Pour être effective, la loi doit également être efficace au regard de ses objectifs. Le principe paraît évident, mais sa mise en œuvre est complexe car il faut savoir déterminer ces objectifs. Certes, les études d'impact commencent à y contribuer, mais encore faut-il les garder en tête au cours des débats parlementaires. Le dépôt et l'adoption d'amendements pléthoriques, par des parlementaires qui ne connaissent ou n'analysent pas toujours bien ces objectifs, conduisant au doublement, au triplement, voire au quadruplement du volume de la loi, n'y contribuent pas.

La mesure de ces objectifs pose d'autres difficultés. En la matière, les textes sont très hétérogènes. Pourtant, il ne faut pas la négliger. Certes, en droit, tout n'est pas quantifiable – la majorité des dispositions législatives ne l'est pas. Ainsi, en matière de procréation médicalement assistée, vous aurez probablement des difficultés à déterminer des objectifs. Restreindre le droit à de telles mesures chiffrées serait extrêmement réducteur, même si on peut analyser sous cet angle le recouvrement des pensions alimentaires, les consommations d'énergie, les émissions de gaz à effet de serre, etc.

C'est donc la détermination de bons indicateurs qui permet de mesurer l'effet concret des textes. Il serait intéressant de travailler dans cette direction, me semble-t-il : comment les déterminer ? Qui les déterminent ? Comment les évaluer ? À quel moment ? Quelle mesure prendre si la disposition adoptée ne produit pas les effets recherchés ?
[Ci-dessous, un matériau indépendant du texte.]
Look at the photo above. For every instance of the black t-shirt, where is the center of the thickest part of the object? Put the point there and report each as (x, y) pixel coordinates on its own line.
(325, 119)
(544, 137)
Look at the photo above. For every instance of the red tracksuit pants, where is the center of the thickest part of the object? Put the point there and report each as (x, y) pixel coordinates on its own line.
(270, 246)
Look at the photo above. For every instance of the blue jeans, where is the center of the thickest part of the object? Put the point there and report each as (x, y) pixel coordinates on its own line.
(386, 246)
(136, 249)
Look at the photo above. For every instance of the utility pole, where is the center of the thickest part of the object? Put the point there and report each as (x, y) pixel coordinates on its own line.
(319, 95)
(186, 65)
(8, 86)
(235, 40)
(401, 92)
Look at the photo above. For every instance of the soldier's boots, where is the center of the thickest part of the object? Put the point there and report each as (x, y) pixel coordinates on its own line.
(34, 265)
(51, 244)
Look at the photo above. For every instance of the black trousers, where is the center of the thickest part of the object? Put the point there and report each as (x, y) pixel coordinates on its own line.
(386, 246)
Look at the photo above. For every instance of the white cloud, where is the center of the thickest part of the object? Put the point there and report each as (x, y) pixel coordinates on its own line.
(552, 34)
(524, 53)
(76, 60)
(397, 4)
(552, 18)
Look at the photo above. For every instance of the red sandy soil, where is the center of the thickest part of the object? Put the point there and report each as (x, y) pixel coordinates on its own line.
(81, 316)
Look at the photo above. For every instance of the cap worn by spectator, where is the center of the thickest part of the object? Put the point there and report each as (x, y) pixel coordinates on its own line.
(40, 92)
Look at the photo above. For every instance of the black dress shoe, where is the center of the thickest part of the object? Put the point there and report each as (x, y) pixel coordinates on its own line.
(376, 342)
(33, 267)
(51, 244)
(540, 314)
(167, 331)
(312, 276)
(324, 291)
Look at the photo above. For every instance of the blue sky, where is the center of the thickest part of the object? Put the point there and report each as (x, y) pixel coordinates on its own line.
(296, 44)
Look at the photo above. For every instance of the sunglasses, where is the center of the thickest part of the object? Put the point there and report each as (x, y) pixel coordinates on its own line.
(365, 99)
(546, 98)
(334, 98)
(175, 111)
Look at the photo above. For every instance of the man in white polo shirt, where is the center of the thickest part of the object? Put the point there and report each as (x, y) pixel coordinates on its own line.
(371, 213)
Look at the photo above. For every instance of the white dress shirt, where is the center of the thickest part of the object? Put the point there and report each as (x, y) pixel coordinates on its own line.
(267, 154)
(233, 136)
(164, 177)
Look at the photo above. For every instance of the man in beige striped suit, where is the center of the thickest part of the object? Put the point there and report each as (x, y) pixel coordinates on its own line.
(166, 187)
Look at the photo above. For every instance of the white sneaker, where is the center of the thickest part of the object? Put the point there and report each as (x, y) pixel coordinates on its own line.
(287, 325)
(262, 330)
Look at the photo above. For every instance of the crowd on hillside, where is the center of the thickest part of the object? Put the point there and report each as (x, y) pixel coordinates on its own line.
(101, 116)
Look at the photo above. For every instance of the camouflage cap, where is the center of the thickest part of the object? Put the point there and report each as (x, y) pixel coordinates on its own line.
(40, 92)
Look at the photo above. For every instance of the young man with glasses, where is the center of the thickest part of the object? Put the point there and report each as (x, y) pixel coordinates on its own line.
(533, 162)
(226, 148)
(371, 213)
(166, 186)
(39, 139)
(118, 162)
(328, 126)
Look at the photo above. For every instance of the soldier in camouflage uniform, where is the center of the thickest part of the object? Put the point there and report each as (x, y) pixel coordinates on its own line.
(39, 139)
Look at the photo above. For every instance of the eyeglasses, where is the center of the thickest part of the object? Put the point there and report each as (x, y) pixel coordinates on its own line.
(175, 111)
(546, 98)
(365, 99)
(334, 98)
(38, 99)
En amont, les études de droit comparé ne sont pas encore suffisamment fiables pour nourrir notre expérience et nous aider dans la détermination des objectifs. En la matière, le travail du Parlement est remarquable, mais la culture de droit comparé des juristes français est très insuffisante. Nous gagnerions probablement à disposer d'un véritable service de droit comparé, qui pourrait réaliser des études à la demande.
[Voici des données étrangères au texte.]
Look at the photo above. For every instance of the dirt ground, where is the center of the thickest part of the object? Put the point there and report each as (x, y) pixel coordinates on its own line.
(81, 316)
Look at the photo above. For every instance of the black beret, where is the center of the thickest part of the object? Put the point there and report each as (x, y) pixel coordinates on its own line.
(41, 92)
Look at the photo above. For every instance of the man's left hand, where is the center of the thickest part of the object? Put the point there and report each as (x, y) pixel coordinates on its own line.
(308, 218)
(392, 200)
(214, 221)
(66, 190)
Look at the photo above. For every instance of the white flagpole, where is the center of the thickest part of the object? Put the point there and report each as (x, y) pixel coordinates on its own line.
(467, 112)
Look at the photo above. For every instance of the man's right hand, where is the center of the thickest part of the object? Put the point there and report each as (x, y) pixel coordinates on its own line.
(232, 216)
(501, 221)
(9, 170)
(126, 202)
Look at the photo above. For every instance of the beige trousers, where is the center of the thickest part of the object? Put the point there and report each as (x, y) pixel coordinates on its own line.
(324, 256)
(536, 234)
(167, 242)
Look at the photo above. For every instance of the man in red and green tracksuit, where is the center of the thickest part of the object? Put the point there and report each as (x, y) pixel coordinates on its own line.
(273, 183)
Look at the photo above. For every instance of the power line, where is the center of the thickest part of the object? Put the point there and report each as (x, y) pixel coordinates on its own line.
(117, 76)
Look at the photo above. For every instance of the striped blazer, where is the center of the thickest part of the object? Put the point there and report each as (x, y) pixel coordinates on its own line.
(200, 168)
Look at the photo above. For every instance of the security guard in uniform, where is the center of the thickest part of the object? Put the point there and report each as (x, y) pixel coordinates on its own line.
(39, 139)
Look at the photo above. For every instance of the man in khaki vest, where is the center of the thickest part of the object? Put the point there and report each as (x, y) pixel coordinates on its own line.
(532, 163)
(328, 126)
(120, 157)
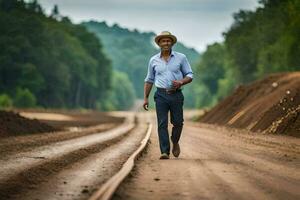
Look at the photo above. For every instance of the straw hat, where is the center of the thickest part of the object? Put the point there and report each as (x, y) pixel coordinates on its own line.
(165, 34)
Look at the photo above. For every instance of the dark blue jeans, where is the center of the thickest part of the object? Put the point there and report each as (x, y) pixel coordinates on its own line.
(164, 103)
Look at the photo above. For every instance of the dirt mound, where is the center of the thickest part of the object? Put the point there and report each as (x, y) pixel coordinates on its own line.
(270, 105)
(12, 124)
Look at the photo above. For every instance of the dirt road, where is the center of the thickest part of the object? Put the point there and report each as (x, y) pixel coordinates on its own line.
(218, 163)
(66, 165)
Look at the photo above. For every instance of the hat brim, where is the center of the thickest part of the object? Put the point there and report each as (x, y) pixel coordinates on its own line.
(157, 38)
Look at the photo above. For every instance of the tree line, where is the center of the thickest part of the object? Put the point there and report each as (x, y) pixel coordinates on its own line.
(258, 43)
(47, 61)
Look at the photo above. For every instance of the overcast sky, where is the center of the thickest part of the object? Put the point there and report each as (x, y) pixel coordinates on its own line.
(196, 23)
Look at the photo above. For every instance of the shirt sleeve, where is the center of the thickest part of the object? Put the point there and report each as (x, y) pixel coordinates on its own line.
(186, 68)
(150, 75)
Enfin, en aval, il faut mieux associer les administrations, le Parlement et les structures intermédiaires à la concrétisation des lois. Vos pistes de réflexion me semblent fécondes. La direction interministérielle de la transformation publique (DITP) est désormais un rouage indispensable. De même, le concept de delivery unit que Terra Nova a popularisé en France et le onzième conseiller ministériel sont intéressants. Mais il conviendrait de renforcer le dialogue entre le Parlement et le Gouvernement, sur un modèle déjà évoqué devant vous – le modèle australien. Le Parlement devrait pouvoir interpeller le Gouvernement pour améliorer la concrétisation des lois et vérifier que les administrations prennent les mesures permettant d'atteindre les objectifs fixés. En effet, l'administration est la plupart du temps efficace, mais elle freine aussi parfois la réalisation des objectifs.

Enfin, associez également davantage les structures intermédiaires – associations, fédérations, syndicats et, permettez-moi de prêcher pour ma paroisse, think tanks. Cela permettrait de mieux diffuser la culture juridique et de mieux comprendre la législation et ses objectifs.